Speed up check for suspicious content #5302
Conversation
This replaces the code that scanned a script block for suspicious strings. The previous implementation: * Tokenized input (generating many strings for garbage collection) * Use multiple threads This approach is based on Rubin-Karp and does not allocate any memory other than a small array to hold the running hash values. I tested the new and old approaches on 2200 files in the PowerShell repo. The old code ran in about 1.8-2.1s (ignoring time spent reading files) The new code runs in about 0.6s and is more stable due to no garbage.
| "UnderlyingSystemType", | ||
| // If the character isn't in any of our patterns, | ||
| // don't bother hashing and reset the running length. | ||
| if (!((h >= 'a' && h <= 'z') || h == '-')) |
There was a problem hiding this comment.
We could use here "else if".
There was a problem hiding this comment.
Nice - I manually inlined the first if and didn't notice.
| /// <returns>The string matching the hash, or null.</returns> | ||
| public static string Match(string text) | ||
| { | ||
| // The longest pattern is 29 characters. |
There was a problem hiding this comment.
I assume the 29 character limit was chosen to accommodate the current set of suspicious patterns. But what if a new pattern is added that is greater than 29 characters? It seems the generator method (HashNewPattern) should check length and throw an error if greater than current longest pattern.
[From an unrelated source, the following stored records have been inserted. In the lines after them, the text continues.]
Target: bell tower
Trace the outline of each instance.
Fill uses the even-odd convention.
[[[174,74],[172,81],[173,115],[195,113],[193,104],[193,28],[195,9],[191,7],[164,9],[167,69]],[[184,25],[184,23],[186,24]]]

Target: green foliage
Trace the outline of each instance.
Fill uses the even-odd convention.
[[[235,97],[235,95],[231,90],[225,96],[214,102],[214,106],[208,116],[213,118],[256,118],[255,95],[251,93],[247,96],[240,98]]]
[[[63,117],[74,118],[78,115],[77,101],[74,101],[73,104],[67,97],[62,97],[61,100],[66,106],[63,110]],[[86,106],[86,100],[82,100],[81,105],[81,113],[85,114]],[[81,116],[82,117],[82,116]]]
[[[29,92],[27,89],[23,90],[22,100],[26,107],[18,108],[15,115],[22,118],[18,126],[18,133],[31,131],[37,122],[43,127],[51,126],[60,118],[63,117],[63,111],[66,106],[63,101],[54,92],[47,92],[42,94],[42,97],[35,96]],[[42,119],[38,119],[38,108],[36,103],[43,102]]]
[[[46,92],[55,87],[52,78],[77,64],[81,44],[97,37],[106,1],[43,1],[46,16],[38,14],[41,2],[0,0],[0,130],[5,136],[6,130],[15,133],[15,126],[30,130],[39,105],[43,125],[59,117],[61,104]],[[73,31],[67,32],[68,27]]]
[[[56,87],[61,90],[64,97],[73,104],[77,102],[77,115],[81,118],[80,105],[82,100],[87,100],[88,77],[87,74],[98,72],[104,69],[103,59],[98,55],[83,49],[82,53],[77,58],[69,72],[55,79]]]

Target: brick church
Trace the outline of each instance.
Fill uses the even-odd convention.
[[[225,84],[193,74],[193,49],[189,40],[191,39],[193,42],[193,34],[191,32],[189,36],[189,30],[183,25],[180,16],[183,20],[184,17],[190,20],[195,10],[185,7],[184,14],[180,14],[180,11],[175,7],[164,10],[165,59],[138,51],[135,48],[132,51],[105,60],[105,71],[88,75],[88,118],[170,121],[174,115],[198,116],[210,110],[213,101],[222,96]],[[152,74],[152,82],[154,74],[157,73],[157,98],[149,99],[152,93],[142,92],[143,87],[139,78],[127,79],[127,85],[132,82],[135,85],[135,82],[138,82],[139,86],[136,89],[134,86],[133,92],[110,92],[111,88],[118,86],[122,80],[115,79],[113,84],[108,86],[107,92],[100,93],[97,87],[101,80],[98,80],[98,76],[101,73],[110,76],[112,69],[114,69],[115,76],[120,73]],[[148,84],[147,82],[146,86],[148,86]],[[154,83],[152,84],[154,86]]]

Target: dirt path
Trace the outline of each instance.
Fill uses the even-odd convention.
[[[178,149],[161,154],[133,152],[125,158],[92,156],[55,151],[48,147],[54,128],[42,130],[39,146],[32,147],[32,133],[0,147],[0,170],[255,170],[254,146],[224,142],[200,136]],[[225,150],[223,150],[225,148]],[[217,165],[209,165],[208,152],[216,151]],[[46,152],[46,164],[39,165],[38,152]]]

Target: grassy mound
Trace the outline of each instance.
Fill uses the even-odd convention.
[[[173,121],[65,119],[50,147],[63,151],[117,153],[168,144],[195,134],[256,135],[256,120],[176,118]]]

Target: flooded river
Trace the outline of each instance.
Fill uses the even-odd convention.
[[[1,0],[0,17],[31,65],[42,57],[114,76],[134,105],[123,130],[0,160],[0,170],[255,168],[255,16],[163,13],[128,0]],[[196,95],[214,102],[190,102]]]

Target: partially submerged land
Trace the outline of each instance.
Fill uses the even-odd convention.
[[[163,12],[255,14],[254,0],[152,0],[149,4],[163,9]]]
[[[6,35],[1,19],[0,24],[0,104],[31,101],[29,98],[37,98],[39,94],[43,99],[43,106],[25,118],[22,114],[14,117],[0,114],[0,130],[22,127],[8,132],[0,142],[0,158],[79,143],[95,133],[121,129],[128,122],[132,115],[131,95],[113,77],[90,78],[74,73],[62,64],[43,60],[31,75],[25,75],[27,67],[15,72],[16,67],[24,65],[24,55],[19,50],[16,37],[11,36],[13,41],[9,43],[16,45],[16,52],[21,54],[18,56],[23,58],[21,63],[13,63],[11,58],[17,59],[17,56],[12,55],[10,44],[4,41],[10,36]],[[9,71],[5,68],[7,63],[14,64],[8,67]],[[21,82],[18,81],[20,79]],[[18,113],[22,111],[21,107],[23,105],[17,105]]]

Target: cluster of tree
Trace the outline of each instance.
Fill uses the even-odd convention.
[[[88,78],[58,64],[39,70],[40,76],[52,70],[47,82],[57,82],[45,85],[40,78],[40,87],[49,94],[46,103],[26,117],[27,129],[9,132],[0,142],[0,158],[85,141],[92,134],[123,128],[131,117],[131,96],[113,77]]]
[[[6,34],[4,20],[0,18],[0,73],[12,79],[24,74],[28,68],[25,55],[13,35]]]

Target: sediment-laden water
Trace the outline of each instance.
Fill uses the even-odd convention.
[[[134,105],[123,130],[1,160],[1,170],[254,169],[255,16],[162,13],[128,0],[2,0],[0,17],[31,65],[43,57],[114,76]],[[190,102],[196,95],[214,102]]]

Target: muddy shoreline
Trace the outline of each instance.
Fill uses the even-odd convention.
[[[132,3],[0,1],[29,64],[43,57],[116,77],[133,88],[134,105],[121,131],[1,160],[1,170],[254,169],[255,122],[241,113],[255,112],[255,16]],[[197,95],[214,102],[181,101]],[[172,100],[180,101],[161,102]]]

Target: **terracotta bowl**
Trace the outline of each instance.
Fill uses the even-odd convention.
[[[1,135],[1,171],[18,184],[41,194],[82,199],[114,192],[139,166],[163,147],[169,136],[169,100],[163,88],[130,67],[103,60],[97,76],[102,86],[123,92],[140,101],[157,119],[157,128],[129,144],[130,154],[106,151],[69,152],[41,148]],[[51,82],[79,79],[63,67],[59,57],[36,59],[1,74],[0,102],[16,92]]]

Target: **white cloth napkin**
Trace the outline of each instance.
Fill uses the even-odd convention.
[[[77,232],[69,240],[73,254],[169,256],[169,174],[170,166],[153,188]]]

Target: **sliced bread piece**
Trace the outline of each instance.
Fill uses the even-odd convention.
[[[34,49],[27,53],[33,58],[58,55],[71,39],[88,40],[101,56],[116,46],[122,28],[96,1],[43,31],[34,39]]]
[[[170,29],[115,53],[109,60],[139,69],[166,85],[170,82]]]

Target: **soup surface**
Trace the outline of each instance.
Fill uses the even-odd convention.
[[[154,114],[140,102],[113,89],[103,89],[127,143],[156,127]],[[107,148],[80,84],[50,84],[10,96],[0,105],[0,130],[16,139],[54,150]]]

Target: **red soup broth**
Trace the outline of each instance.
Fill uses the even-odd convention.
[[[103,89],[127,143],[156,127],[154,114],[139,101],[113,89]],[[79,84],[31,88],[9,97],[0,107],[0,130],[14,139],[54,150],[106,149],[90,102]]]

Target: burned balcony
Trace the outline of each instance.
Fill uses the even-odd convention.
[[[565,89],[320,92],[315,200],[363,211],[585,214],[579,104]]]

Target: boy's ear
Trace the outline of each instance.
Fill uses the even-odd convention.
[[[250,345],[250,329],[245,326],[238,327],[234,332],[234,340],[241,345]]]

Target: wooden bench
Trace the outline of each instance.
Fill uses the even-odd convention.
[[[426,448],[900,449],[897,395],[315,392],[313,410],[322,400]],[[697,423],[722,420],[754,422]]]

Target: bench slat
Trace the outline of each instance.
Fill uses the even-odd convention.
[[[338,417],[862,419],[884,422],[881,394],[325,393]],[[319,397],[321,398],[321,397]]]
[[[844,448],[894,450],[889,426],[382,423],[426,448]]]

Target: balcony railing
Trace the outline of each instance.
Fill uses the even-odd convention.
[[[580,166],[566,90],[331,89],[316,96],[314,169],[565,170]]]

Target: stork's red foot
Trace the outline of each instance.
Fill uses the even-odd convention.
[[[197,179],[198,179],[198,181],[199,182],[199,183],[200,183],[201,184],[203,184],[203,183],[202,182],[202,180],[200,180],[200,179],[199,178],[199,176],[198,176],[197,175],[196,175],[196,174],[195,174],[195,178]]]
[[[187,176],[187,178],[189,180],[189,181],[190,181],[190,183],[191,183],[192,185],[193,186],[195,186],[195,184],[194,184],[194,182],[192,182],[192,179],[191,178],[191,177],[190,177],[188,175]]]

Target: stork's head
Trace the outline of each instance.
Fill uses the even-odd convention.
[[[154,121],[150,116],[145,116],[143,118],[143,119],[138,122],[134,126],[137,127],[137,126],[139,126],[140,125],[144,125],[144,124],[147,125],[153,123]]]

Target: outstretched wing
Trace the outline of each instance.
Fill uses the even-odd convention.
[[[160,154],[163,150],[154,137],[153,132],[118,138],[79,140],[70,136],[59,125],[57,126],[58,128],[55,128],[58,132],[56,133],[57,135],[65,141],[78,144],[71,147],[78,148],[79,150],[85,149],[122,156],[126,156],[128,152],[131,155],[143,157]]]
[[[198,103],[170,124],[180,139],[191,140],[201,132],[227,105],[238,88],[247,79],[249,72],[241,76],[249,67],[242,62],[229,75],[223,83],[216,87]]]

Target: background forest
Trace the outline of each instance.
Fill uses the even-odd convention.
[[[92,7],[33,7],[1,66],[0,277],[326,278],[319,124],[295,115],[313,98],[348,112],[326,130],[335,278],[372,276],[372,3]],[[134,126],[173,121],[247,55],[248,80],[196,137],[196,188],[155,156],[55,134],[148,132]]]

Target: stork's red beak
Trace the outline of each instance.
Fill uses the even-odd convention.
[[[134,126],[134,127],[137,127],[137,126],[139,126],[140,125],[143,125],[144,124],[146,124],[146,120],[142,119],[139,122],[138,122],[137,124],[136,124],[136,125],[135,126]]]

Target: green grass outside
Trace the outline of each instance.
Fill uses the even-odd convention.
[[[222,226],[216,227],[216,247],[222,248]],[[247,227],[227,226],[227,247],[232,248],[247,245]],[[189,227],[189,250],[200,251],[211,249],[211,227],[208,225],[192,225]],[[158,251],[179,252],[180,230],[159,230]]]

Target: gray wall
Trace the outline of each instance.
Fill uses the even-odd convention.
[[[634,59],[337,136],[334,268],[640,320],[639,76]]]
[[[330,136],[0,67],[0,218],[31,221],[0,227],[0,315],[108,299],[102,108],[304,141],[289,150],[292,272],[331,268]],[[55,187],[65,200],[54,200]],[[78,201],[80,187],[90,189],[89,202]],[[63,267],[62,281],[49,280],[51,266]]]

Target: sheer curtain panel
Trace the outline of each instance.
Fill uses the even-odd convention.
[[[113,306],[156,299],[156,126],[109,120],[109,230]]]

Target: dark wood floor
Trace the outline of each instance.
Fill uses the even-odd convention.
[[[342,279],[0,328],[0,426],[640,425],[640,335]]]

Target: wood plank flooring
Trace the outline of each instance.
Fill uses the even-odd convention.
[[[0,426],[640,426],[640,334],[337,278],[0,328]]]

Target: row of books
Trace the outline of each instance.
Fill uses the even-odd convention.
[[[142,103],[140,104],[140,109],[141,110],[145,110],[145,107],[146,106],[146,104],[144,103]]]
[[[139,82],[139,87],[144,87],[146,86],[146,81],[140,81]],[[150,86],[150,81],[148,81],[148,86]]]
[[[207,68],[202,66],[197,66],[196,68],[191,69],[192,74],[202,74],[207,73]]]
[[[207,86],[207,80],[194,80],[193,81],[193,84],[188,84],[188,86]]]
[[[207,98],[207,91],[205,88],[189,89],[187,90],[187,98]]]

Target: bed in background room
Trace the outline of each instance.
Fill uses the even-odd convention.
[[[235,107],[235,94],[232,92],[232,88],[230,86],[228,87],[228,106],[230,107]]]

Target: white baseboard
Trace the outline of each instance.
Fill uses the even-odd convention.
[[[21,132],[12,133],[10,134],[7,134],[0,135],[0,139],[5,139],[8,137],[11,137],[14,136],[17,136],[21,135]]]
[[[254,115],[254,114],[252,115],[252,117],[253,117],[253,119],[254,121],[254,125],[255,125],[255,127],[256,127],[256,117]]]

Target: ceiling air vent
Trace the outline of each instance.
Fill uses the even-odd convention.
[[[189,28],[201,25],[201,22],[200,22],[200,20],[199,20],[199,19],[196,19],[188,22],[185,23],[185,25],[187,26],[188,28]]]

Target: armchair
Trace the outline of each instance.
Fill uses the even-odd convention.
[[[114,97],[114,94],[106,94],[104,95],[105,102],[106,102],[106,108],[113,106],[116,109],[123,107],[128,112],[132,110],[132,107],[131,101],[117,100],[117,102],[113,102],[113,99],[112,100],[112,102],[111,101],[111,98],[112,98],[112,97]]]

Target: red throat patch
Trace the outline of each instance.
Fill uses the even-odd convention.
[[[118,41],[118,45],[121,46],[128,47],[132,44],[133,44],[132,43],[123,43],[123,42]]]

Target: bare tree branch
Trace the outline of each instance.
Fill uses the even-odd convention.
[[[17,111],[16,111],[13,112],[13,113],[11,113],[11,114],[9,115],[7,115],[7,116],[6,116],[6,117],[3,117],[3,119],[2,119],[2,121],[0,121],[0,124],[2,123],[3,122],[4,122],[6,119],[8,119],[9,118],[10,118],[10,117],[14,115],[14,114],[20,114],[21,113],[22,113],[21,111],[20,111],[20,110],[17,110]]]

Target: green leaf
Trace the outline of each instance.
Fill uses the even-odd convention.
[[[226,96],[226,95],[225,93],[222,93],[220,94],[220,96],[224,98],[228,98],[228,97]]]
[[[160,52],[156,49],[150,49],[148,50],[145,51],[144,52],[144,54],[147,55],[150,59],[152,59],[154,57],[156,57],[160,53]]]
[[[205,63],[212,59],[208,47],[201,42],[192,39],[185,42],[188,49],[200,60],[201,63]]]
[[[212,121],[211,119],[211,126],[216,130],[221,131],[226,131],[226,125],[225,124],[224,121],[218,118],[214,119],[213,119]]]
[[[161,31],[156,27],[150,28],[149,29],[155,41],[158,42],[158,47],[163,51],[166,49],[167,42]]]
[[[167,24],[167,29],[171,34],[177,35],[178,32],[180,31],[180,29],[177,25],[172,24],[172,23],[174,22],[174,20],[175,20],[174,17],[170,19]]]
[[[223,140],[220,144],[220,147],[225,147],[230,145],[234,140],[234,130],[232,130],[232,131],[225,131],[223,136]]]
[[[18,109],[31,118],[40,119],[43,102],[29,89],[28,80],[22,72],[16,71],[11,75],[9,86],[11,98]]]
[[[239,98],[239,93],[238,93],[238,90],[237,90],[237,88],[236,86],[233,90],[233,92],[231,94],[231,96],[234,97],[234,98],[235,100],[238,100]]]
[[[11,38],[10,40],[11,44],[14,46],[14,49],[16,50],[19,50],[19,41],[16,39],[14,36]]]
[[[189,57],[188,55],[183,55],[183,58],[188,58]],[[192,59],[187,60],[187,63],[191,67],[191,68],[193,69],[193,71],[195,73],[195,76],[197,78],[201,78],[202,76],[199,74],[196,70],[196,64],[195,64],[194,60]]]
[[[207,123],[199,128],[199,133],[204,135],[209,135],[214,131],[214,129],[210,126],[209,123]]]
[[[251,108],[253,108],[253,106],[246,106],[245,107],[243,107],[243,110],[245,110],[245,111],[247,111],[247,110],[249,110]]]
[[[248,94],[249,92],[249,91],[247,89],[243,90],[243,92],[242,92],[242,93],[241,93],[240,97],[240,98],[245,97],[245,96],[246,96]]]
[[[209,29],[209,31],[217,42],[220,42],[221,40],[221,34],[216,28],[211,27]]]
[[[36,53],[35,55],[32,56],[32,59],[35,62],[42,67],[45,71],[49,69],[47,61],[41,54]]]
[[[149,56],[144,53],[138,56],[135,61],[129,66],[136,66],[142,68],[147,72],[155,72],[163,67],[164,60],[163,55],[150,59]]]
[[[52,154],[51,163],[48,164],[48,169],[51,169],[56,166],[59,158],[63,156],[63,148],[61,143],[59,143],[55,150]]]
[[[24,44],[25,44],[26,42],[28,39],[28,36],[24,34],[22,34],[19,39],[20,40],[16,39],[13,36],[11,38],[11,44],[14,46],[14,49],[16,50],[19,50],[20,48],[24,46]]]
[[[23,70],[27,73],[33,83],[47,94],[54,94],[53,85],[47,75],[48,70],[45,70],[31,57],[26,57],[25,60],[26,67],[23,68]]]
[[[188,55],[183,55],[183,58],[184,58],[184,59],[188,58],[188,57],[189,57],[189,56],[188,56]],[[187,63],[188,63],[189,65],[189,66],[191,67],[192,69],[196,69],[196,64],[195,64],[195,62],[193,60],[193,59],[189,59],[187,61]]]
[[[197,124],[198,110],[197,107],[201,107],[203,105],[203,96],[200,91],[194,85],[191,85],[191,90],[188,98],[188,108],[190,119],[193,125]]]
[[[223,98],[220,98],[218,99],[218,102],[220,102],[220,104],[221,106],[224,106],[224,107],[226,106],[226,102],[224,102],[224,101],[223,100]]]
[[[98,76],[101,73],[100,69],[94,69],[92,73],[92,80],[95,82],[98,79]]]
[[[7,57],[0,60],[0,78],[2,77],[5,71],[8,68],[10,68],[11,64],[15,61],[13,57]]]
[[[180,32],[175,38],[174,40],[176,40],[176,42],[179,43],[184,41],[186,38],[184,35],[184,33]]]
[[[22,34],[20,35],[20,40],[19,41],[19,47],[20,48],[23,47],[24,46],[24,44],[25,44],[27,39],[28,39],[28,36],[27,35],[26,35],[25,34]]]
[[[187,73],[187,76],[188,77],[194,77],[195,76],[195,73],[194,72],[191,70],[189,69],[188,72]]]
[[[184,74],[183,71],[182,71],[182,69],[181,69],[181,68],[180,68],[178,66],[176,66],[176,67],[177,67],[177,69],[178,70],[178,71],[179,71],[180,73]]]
| int longestPossiblePattern = 0; | ||
| for (int i = 0; i < text.Length; i++) | ||
| { | ||
| uint h = text[i]; |
There was a problem hiding this comment.
Please change 'h' variable to 'c' to be consistent with HasNewPattern which uses 'c' as character variable.
There was a problem hiding this comment.
Consistency is over rated. Here h is not a character, but the hash value.
There was a problem hiding this comment.
uint h = text[i]; 'h' is not a character from the text to be tested? I though the hashes were stored in 'runningHash'?
There was a problem hiding this comment.
Yes, it's both, but I don't need 2 local variables.
There was a problem hiding this comment.
And hashes are stored in runningHash, but h is being used to compute the hash. One could say it is partially hashed. In previous iterations of the code, I had intermediate steps, so there were multiple assignments to h as part of hashing.
| // Doing things with System.Runtime.InteropServices | ||
| "InteropServices", "Marshal", "AllocHGlobal", "PtrToStructure", "StructureToPtr", | ||
| "FreeHGlobal", "IntPtr", | ||
| for (int j = Math.Min(i, runningHash.Length) - 1; j > 0; j--) |
There was a problem hiding this comment.
I must be missing something because I don't understand this loop. It looks like computing the next hash (based on HashNewPattern below) simply takes the previous hash, multiples by LCG, and adds next character. Why are previous hashes re-computed (j-1, j=(i-1) -> 1)?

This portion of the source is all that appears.